All locomotives were inherited by British Railways in 1948, and from 1955, several members of the class received new chimneys of the British Railways Standard Class 4 variety and replacement cylinders, which had become worn through intensive use. No major redesign of the front-end of the U1 class was required, with all the steam passages fully streamlined as a result of experience with the previous five Maunsell designs. The U1 Class members working on the Hastings route were subjected to excess flange wear because of the tight curves, a problem also experienced when used on the network west of Exeter, when the aging T9 class 4-4-0 locomotives designed by Dugald Drummond were finally withdrawn from service in the early 1960s. The locomotive crews of the area took a dislike to the U1 in preference to the smaller-wheeled N class, which performed better on the steeper gradients found in this part of the railway network. With the electrification of the Kentish main lines of the Eastern section, the amount of work that required the U1 class' route availability advantage was reduced, and the class was congregated at Stewarts Lane shed in London. The majority of the class was withdrawn from service in 1962, with the final three (including the prototype) gone by June 1963, outlasting their N1 class siblings by one year. Having been replaced by Bulleid's Light Pacifics, no members of the U1 class were preserved.

==Livery and numbering==
=== Southern===
The entire class was painted in Maunsell's lined Southern Railway Olive Green with yellow markings and "Southern" on the tender. During the Second World War, the class was painted wartime black livery with Bulleid's "Sunshine Yellow" lettering. The U1s were initially numbered in the Southern Railway's post-grouping series from A890-A900 for the first eleven constructed. The letter "A" reflected the post-grouping practice of the Southern Railway to denote the engine's place of origin within the pre-grouping (SECR in this case) number.

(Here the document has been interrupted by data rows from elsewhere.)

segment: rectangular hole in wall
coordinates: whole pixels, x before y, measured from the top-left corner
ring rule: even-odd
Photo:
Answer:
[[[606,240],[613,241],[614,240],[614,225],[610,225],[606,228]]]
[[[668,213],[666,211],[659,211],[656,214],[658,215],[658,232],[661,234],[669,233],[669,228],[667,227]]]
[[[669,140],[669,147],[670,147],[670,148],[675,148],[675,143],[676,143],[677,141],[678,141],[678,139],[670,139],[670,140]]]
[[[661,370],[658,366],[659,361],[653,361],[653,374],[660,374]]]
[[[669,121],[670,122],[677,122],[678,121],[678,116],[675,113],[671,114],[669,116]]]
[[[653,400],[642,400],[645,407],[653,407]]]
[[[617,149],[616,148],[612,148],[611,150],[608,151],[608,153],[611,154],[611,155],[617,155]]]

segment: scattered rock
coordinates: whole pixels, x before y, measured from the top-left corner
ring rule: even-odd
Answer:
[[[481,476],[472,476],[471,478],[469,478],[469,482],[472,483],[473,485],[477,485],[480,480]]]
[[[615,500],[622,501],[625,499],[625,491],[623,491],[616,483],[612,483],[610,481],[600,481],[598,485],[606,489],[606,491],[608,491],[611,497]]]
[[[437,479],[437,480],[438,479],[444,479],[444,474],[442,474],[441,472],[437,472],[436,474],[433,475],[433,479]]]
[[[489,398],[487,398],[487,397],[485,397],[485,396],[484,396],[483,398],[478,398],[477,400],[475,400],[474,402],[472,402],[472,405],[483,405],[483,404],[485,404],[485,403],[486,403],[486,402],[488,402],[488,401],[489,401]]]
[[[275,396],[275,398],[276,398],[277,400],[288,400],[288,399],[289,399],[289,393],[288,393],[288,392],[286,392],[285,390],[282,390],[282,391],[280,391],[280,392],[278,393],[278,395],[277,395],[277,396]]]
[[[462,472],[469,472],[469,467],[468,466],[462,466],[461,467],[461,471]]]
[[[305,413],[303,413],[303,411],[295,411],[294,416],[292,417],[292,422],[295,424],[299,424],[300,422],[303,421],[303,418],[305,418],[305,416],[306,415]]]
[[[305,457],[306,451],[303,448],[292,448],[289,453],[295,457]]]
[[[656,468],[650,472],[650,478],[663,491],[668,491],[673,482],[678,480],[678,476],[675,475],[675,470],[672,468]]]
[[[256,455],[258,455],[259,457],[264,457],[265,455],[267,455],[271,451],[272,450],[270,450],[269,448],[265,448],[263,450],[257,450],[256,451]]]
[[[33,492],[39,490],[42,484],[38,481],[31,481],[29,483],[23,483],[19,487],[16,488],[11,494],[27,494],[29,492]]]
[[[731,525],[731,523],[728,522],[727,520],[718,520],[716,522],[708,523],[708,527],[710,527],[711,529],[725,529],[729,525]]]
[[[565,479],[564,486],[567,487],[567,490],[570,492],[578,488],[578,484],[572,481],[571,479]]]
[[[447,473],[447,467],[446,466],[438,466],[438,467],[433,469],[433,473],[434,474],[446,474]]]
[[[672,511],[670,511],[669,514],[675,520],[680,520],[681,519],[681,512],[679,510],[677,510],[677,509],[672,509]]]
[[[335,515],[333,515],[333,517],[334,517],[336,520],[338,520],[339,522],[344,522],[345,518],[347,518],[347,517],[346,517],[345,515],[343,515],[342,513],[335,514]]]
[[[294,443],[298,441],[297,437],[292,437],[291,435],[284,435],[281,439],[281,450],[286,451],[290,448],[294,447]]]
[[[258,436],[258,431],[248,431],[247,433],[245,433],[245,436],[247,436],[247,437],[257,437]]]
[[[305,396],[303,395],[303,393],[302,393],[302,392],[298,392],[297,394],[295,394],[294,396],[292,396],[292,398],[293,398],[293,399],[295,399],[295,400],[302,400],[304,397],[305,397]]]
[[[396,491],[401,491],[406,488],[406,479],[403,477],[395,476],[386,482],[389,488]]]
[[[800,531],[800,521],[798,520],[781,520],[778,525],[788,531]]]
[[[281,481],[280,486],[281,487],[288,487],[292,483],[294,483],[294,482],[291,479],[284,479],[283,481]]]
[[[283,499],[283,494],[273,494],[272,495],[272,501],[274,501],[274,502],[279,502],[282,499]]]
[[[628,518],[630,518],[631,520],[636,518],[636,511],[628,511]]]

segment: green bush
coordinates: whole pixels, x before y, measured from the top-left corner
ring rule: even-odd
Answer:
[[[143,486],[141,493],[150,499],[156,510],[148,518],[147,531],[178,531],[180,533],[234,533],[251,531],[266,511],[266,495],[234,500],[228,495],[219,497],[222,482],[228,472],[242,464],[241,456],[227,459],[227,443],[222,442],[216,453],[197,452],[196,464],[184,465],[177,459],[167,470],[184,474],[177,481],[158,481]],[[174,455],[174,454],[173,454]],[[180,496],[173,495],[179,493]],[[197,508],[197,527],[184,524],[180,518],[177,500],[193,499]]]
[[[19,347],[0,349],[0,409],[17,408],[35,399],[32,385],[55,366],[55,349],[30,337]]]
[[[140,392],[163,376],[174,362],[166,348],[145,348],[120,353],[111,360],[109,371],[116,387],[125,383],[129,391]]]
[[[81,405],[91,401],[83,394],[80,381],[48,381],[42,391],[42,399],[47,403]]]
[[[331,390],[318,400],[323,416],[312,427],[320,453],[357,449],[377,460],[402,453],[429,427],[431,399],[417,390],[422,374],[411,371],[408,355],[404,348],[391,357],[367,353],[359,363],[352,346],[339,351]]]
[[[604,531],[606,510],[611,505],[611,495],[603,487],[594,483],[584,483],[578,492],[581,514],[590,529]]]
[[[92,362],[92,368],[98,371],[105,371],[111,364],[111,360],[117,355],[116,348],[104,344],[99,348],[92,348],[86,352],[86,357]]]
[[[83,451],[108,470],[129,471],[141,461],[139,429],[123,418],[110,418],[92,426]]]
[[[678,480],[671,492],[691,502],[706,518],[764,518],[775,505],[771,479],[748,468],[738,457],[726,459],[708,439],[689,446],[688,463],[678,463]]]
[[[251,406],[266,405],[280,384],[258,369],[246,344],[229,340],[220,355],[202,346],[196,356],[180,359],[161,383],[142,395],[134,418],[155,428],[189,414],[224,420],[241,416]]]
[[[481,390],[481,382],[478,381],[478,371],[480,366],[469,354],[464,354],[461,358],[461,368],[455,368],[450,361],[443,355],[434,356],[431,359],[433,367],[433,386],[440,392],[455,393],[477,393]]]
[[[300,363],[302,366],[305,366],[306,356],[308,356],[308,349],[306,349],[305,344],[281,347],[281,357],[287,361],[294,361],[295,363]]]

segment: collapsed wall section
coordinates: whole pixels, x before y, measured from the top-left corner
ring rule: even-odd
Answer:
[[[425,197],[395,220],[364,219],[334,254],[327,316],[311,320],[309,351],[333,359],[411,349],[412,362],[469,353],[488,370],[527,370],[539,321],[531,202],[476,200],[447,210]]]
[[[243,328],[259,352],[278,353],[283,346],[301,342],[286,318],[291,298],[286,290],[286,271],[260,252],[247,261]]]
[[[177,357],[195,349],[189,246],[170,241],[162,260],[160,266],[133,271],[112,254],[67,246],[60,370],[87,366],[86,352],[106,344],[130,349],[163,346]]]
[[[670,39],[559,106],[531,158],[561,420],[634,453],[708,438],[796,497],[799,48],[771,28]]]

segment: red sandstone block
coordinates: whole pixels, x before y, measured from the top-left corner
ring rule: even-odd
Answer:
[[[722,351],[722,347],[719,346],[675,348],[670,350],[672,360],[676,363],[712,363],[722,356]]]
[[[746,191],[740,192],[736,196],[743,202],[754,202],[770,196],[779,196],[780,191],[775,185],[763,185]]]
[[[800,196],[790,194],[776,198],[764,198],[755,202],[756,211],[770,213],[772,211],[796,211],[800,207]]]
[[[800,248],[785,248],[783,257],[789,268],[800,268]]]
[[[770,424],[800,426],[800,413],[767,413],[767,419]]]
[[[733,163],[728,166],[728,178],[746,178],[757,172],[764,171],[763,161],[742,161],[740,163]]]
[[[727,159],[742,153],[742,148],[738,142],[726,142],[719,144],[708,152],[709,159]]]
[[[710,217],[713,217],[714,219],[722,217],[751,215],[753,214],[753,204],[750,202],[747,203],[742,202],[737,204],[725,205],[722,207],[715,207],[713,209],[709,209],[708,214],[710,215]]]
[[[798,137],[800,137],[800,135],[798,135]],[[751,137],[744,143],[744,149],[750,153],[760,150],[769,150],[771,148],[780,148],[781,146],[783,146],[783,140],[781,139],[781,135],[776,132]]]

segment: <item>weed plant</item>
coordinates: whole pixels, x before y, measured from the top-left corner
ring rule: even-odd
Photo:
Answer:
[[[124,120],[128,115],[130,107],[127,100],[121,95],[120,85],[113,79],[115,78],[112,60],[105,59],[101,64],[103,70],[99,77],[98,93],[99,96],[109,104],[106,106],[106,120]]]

This helped to prevent confusion with locomotives of similar numbers that the Southern Railway acquired from other pre-grouping companies. The "A" in this case denotes Ashford works. This was changed to the series 1890-1910 during the 1930s, when the final members of the class were constructed.

===British Railways===

The class was absorbed by British Railways in 1948, and in January 1949 were given the British Railways power classification 4MT. In October 1953 this was revised to 4P3F. Livery was initially similar to the Southern Railway, though with "British Railways" on the tender, and an 'S' prefix to the Southern number. This was succeeded by the British Railways mixed-traffic lined black livery with red, cream and grey lining and the British Railways crest on the tender. The British Railways standard numbering system was used to replace the Southern Railway system, and the class was allocated the series 31890-31910.